Man könnte die Programmwahl durchaus als Outsider-Auftakt zu den über ein ganzes Jahr verteilten Feierlichkeiten "Mahler in Hamburg" verstehen, die Mitte Juli beginnen und bei denen die Symphoniker nur mit einem Konzert vertreten sind. Auch wir können Mahler, schien der Erste Gastdirigent der Symphoniker, Muhai Tang, sagen zu wollen. Tatsächlich beeindruckten die Musiker bei der Fünften durch große Disziplin und langen Atem.

Vor allem die Bläser gaben Anlass zu Freude: Die Horngruppe agierte souverän, die gegen Ende des Scherzos extrem geforderte Solo-Posaune hatte Kraft und Schmelz, auch Klarinette, Oboe und Fagott waren bestens disponiert. Dazu ließ der Solotrompeter in seinem Spiel auch etwas von der Ambivalenz aus Blues über das Fin de siècle und Aufbruchstimmung in die Moderne anklingen, die zur Entstehungszeit der Sinfonie im gerade angebrochenen 20. Jahrhundert in Europa herrschte.

Muhai Tang bot durch seine faszinierende Vorstellung als Dirigent den Zuhörern auch einiges fürs Auge.

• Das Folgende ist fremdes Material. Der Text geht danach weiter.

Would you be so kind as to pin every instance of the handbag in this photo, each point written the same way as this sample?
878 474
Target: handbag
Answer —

Bei flüchtiger Betrachtung wirkt der Kapellmeister mit der Prinz-Eisenherz-Frisur und dem chinesischen Lächeln wie ein sanftmütiger Klanggestalter, der den Stein Orchester mit dem Wasser unendlicher Geduld schleift. Doch wer auch nur eine der seltenen, aus dem Nichts kommenden Tangschen Körpereruptionen mitbekommt, der sieht sich sofort eines Besseren belehrt.

Man ist versucht, in ihm das musikalische Äquivalent eines Doktors der traditionellen chinesischen Medizin zu sehen. Wie bei Akupunktur und Akupressur drückt und sticht Tang entlang der Meridianlinien der Partitur, damit die Energie fließen kann und sich Balance aus Yin und Yang einstellt.

Die Streicher könnten allerdings eine gute Portion mehr Yang vertragen, vor allem die Celli. Das Adagietto, in dem die Harfe ihre verträumt-konturierten Töne in den von Geigen & Co. angelegten Teich der Emotionen tropfen lässt, klang fast wie Entspannungsmusik beim Heilpraktiker.